Summary. The paper introduces Energy-Gated Attention (EGA), which gates value aggregation via a learned linear projection on key embeddings to capture token salience, and Morlet Positional Encoding (MoPE), which replaces sinusoidal encodings with learned Gaussian-windowed Morlet wavelets for scale-selective positional influence. On TinyShakespeare at ≤6M parameters, EGA alone yields +0.092 validation loss improvement, MoPE alone -0.032, and the combination +0.119 (exceeding the sum), observed across two runs; ablations show learned components outperform structured spectral priors, supporting the claim that salience and locality biases are complementary.

Significance. If the superadditivity is robust, the result would indicate that energy-based selection and adaptive wavelet locality address distinct gaps in standard attention, providing a concrete example of how targeted inductive biases can interact positively. The small-scale empirical demonstration and explicit note that larger multi-seed validation is needed are appropriately cautious; the work supplies initial evidence for complementarity but does not yet establish generality.

major comments (1)

[Abstract] Abstract: the headline superadditivity result (+0.119 exceeding the sum of +0.092 and -0.032) is reported from two single-seed runs with no standard deviations, confidence intervals, or statistical test for the interaction term. At this scale, optimizer and initialization variance commonly produce loss differences of several hundredths; without replication or significance assessment the central claim that the components are complementary rather than reflecting sampling fluctuation cannot be evaluated.

minor comments (1)

[Abstract] The reference to a 'Phase 1-3 baseline' in the abstract is not defined in the provided summary; a brief description of what this baseline consists of would aid readability.

Simulated Author's Rebuttal

1 responses · 0 unresolved

We thank the referee for highlighting the need for greater statistical caution in presenting the superadditivity result. We agree that the current reporting from two runs without variance measures or tests limits the strength of the complementarity claim, and we will revise the abstract to reflect this more accurately while preserving the manuscript's existing acknowledgment of its small-scale, preliminary scope.

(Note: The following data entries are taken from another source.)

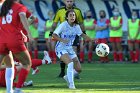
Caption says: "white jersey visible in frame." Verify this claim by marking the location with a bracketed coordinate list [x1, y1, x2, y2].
[53, 21, 82, 50]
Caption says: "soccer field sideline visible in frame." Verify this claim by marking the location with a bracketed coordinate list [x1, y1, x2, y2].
[0, 62, 140, 93]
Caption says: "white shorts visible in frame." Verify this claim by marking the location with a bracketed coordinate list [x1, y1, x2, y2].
[56, 48, 77, 59]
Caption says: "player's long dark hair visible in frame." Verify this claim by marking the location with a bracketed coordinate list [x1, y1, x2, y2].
[66, 9, 78, 24]
[0, 0, 16, 16]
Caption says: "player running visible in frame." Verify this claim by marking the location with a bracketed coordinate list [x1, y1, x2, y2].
[52, 10, 90, 89]
[51, 0, 84, 78]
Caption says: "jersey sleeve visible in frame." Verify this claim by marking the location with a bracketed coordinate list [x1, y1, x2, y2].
[76, 25, 83, 36]
[77, 9, 84, 23]
[26, 10, 32, 18]
[53, 23, 65, 35]
[93, 20, 97, 25]
[106, 19, 110, 25]
[53, 11, 59, 23]
[17, 6, 27, 14]
[120, 18, 123, 25]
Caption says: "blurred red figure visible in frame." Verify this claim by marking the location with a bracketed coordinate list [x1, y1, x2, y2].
[128, 11, 140, 63]
[0, 0, 32, 93]
[109, 8, 123, 62]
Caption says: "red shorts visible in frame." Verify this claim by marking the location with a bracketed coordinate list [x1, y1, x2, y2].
[127, 40, 140, 43]
[0, 32, 26, 54]
[109, 37, 122, 43]
[96, 38, 107, 44]
[0, 67, 17, 87]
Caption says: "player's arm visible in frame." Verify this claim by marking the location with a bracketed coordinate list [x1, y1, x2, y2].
[134, 22, 140, 39]
[19, 12, 32, 39]
[85, 20, 95, 30]
[77, 9, 85, 33]
[49, 11, 59, 36]
[127, 22, 132, 39]
[95, 20, 110, 31]
[52, 23, 68, 43]
[112, 18, 122, 30]
[95, 25, 108, 31]
[49, 22, 57, 36]
[76, 26, 91, 41]
[0, 65, 6, 70]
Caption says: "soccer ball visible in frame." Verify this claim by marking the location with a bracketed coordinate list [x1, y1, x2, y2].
[95, 43, 109, 57]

read point-by-point responses

Referee: [Abstract] Abstract: the headline superadditivity result (+0.119 exceeding the sum of +0.092 and -0.032) is reported from two single-seed runs with no standard deviations, confidence intervals, or statistical test for the interaction term. At this scale, optimizer and initialization variance commonly produce loss differences of several hundredths; without replication or significance assessment the central claim that the components are complementary rather than reflecting sampling fluctuation cannot be evaluated.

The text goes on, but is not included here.